Die Empörung der Gewerkschaftsvertreter_innen beschränkte sich nicht nur auf die Handelspolitik. Die Beschäftigten sind entsetzt über die zunehmende Informalität auf dem Arbeitsmarkt. Nach Angaben der ILO arbeiten 60 % aller Beschäftigten weltweit ohne rechtlichen und sozialen Schutz. „Verschiedene Regierungen haben eine strategische Entscheidung getroffen, die Arbeitsgesetze zugunsten der Wettbewerbsfähigkeit abzubauen.“, beklagte Massimo di Pietro von der italienischen UIL.

Darüber hinaus sind die Arbeitnehmer_innen besorgt über die zunehmende Macht digitaler Plattformen und die Bedrohung, die künstliche Intelligenz für menschenwürdige Arbeit darstellt. Es wurden Forderungen nach einer strengen Regulierung der Plattformarbeit durch die ILO sowie nach einer Beteiligung der Gewerkschaften an der KI-Governance laut.

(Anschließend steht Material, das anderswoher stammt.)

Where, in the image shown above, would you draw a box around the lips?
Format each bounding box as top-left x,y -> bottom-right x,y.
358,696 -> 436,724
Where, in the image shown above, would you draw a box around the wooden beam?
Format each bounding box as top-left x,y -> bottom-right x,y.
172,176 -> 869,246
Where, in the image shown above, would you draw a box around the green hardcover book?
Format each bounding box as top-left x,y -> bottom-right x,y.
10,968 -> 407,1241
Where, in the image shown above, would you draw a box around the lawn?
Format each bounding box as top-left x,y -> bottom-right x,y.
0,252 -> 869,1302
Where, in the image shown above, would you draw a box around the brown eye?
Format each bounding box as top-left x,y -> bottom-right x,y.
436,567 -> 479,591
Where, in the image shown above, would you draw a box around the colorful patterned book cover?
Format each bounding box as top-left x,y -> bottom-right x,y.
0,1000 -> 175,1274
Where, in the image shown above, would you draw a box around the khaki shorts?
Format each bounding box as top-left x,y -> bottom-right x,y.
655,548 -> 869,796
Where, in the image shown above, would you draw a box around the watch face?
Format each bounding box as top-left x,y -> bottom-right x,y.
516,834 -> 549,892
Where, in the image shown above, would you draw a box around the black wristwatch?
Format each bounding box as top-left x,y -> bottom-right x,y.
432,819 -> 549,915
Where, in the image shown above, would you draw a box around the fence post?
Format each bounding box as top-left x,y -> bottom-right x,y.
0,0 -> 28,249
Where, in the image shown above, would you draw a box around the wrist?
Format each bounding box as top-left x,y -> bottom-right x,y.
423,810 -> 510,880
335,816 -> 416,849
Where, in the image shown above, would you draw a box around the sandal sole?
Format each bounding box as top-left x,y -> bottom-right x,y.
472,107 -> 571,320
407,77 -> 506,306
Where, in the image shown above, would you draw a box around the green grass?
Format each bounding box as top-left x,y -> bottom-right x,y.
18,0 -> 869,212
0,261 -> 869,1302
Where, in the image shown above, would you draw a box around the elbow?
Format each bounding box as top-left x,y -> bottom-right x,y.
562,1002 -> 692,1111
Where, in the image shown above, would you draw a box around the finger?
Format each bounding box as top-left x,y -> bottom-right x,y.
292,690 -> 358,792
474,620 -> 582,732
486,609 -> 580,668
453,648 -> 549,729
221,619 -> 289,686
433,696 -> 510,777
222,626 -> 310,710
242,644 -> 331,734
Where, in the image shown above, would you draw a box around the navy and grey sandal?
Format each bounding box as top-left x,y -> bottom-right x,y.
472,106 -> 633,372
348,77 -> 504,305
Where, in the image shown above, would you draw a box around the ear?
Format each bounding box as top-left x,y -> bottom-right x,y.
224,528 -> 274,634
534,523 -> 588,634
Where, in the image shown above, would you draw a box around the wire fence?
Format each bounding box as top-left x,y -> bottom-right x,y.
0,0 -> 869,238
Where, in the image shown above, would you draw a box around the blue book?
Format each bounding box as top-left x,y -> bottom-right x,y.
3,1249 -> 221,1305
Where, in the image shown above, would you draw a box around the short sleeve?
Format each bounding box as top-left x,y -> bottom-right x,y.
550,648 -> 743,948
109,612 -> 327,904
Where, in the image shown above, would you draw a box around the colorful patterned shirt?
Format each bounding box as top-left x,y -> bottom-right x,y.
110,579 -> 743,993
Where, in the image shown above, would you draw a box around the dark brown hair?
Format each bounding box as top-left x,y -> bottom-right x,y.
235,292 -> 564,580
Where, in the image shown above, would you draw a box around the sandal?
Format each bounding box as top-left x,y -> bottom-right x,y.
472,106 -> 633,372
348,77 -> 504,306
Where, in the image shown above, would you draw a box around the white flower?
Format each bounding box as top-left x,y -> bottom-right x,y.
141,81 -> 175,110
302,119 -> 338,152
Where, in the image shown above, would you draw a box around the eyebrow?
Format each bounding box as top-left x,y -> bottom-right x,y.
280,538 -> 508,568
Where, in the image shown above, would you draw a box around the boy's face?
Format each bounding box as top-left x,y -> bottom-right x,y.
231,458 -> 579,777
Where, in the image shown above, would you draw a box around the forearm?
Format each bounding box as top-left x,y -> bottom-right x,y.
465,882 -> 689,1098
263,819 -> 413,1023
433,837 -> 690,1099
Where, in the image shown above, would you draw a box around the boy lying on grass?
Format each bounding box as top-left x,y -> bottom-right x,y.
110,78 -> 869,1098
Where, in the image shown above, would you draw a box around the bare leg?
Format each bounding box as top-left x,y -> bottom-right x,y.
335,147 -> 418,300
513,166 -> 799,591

„Multinationale Technologieunternehmen haben die Kontrolle übernommen. Sie haben mehr Macht als Staaten, und wir sind strukturell von ihnen abhängig. Wir müssen mit ihnen verhandeln. Lasst uns Standards für künstliche Intelligenz festlegen und eine Technologiedemokratie aufbauen.“, forderte Jose Enrique Onate Vera von der UNT aus Mexiko.

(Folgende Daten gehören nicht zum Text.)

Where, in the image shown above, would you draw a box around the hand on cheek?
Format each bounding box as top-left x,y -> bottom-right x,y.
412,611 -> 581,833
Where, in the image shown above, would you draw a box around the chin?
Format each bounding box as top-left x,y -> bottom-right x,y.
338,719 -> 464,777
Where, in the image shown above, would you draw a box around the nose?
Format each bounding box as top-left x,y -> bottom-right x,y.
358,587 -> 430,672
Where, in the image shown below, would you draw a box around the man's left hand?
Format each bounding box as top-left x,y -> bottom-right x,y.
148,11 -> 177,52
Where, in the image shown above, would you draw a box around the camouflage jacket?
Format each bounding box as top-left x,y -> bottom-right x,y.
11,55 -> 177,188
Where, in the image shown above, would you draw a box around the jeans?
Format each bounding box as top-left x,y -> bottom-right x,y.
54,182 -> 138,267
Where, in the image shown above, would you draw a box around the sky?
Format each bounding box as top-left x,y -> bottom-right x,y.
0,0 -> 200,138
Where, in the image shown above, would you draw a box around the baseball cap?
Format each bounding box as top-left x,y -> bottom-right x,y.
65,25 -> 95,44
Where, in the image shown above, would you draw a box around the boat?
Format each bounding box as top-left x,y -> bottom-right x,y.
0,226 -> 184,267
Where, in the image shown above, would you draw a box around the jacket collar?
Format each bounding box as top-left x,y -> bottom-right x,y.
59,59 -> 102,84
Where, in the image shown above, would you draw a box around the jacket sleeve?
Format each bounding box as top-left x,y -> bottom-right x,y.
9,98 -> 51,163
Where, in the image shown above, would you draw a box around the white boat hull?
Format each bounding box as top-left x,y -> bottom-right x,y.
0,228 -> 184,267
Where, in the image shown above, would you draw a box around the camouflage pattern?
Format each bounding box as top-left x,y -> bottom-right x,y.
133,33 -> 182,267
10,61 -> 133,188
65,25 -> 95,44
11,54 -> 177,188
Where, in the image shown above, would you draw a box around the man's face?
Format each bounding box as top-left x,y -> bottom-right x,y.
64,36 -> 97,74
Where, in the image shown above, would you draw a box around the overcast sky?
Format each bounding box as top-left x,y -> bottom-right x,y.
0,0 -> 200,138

Solche Positionen spiegeln das verbreitete Gefühl wider, dass demokratische Kontrolle zunehmend von privaten und finanziell mächtigen Akteuren unterlaufen wird. Die letzte G20-Präsidentschaft Brasiliens schlug daraufhin eine Vermögenssteuer vor (2 % für Personen mit einem Vermögen von einer Milliarde US-Dollar, die für 3.000 Personen gelten und weltweit 250 Milliarden US-Dollar einbringen würde). Dieser Vorschlag wurde jedoch von einigen Ländern, darunter auch in Europa, nicht unterstützt. Daher drängen die Gewerkschaften weiterhin darauf, ihn auf der Tagesordnung zu belassen.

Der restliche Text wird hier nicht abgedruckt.